Eni: the initial Conversion price of the € 400 million non-dilutive equity-linked bonds due 2022 has been determined

NOT FOR RELEASE, PUBLICATION OR DISTRIBUTION IN OR INTO THE UNITED STATES OF AMERICA OR TO, OR FOR THE ACCOUNT OR BENEFIT OF, U.S. PERSONS, OR IN OR INTO CANADA, JAPAN OR AUSTRALIA OR ANY OTHER JURISDICTION IN WHICH OFFERS OR SALES OF THE SECURITIES WOULD BE PROHIBITED BY APPLICABLE LAW

 San Donato Milanese (Milan), 18 April 2016 - As announced to the market on 6 April 2016, Eni S.p.A. ("Eni") has placed €400 million non-dilutive equity-linked bonds due 2022 (the "Bonds") providing for "conversion" rights at certain times and/or in presence of certain events, provided that the Bonds will be cash-settled (the "Conversion").
The initial Conversion price for the Bonds has been set at €17.6222, representing a 35% premium above the share reference price of €13.0535 determined as the arithmetic average of the daily volume-weighted average prices of an ordinary share of Eni on the Milan Stock Exchange over a period of seven consecutive scheduled trading days, starting on 7 April 2016.

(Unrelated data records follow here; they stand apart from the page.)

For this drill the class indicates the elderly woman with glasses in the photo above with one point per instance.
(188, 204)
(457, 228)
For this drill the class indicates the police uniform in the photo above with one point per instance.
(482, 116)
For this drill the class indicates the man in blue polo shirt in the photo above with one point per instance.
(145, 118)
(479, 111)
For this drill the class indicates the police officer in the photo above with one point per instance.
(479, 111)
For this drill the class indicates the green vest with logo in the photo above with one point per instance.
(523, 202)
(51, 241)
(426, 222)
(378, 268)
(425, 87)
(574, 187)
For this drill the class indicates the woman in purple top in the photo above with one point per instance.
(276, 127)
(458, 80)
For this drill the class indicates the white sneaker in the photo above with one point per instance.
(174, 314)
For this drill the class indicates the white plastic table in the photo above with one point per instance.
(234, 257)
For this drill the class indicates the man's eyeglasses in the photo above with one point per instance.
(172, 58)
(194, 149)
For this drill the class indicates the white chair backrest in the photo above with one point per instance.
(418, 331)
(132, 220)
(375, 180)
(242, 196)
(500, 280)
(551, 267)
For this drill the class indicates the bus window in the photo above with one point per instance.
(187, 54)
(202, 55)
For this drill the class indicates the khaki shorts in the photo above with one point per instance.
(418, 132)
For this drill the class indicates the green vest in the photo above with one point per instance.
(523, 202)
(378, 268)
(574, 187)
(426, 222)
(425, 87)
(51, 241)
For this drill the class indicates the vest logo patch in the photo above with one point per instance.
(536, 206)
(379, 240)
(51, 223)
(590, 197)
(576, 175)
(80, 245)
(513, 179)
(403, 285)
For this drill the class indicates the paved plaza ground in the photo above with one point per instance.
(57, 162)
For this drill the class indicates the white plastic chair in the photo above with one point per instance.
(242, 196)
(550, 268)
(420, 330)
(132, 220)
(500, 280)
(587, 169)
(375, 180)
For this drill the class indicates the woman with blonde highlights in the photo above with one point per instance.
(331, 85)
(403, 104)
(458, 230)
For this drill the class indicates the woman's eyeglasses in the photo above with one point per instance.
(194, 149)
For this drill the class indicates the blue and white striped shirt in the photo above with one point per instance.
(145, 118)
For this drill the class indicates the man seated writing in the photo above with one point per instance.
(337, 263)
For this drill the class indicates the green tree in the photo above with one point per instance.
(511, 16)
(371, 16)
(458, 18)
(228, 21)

The initial Conversion ratio per €100,000 principal amount of the Bonds is 5,674.6604 shares.

DISCLAIMER
It may be unlawful to distribute this announcement in certain jurisdictions. These written materials are not for distribution in the United States, Canada, Australia or Japan. The information contained herein does not constitute an offer of securities for sale in the United States, Canada, Australia or Japan. This announcement does not constitute or form part of an offer to sell or the solicitation of an offer to buy the securities discussed herein.  The securities mentioned herein have not been, and will not be, registered under the US Securities Act of 1933, as amended (the "Securities Act"), and may not be offered or sold in the United States or to or for the account or benefit of US persons absent registration or an exemption from the registration requirements of the Securities Act.  There will be no public offer of the securities mentioned herein in the United States.